The Avenga Team
Data Science combines mathematics, statistics, programming applied to collected data and activities to clean, prepare – stage the data. In few words, it is the scientific approach to knowledge extraction from data. Hopefully, the knowledge extracted is aligned with business needs and of real value!
Done correctly, Data Science provides actionable, valuable intelligence from massive volumes of data and delivers predictive and prescriptive analytics to make organizations make better decisions.
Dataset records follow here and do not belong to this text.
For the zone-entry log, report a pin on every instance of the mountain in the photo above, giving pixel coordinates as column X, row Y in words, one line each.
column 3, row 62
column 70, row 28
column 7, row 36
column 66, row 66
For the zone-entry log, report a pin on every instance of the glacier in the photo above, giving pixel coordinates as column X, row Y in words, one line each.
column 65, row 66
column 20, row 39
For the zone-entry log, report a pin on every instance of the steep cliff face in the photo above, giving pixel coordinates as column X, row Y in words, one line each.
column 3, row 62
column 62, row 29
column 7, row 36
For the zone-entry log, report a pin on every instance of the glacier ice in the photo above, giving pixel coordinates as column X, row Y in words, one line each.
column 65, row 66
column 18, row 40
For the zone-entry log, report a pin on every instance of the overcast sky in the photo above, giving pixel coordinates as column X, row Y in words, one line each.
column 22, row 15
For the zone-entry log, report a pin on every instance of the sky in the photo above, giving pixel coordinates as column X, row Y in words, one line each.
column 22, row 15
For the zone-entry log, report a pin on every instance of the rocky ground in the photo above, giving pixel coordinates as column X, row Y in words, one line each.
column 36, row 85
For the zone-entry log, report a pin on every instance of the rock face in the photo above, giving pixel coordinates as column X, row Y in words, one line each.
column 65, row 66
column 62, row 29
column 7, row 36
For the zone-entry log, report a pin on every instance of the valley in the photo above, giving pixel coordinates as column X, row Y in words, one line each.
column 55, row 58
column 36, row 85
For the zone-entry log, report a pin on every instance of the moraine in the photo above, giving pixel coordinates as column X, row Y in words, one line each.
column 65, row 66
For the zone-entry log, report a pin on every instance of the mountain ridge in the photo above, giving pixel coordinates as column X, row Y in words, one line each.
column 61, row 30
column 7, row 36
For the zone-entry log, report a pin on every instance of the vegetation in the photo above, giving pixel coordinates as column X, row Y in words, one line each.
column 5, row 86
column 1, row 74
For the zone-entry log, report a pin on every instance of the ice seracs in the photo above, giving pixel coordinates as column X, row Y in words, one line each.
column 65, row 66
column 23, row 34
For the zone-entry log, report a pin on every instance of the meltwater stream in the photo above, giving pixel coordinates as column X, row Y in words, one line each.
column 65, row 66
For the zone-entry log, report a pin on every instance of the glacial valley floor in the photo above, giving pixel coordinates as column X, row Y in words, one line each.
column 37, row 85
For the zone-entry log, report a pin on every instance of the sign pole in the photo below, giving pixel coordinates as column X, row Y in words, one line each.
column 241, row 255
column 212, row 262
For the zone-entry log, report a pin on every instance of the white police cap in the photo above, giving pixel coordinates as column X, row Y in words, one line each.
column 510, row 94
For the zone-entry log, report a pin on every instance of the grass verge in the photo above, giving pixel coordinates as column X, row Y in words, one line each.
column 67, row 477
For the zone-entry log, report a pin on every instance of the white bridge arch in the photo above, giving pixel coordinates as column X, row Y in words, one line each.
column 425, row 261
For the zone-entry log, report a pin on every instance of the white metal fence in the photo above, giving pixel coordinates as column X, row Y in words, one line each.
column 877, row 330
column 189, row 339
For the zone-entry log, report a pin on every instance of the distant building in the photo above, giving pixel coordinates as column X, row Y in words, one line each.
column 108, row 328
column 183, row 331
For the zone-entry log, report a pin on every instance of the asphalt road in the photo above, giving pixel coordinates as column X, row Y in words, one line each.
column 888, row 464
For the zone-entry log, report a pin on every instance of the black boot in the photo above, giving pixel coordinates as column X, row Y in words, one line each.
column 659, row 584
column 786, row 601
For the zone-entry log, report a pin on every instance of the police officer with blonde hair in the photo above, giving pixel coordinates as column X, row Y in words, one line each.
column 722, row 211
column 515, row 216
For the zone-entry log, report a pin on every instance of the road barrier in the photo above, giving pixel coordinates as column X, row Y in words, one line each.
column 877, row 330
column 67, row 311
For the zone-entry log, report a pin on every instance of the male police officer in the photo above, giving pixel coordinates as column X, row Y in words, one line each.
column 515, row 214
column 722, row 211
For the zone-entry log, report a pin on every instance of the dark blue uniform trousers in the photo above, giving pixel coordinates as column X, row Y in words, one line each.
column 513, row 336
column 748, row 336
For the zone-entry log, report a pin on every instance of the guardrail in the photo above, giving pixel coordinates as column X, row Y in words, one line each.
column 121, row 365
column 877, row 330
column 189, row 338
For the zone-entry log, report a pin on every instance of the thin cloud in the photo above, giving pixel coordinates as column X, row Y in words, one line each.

Avenga has been working with DataScience in a number of scenarios to help our clients gain actionable insights. In one instance, our data team was asked to analyze a complicated data pipeline for a large organization. They were challenged meeting data delivery SLA on a daily basis caused by various nightly data cleansing and processing jobs running long, failing all together or behaving in unexpected ways. Over time, as scale and complexity increased with computing moving to the cloud, and leveraging microservice architectures, their current monitoring techniques and tools needed to be extended.
Challenges: data comes from different data sources (Netezza, Oracle, RedShift, and PostgreSQL), reporting should be similar for all data sources. With lots of metrics, applications, and high performance systems, keeping track of performance became a difficult task.
Outcomes from the Data Science Engagement:
Reports are built in Tableau and spread between mailing distribution on the daily basis.
Thus we proposed full cycle of System Performance Data Analysis: data collection, data preprocessing, data modeling/thresholds identification, anomaly notification/alarms, and data visualization/reporting solution.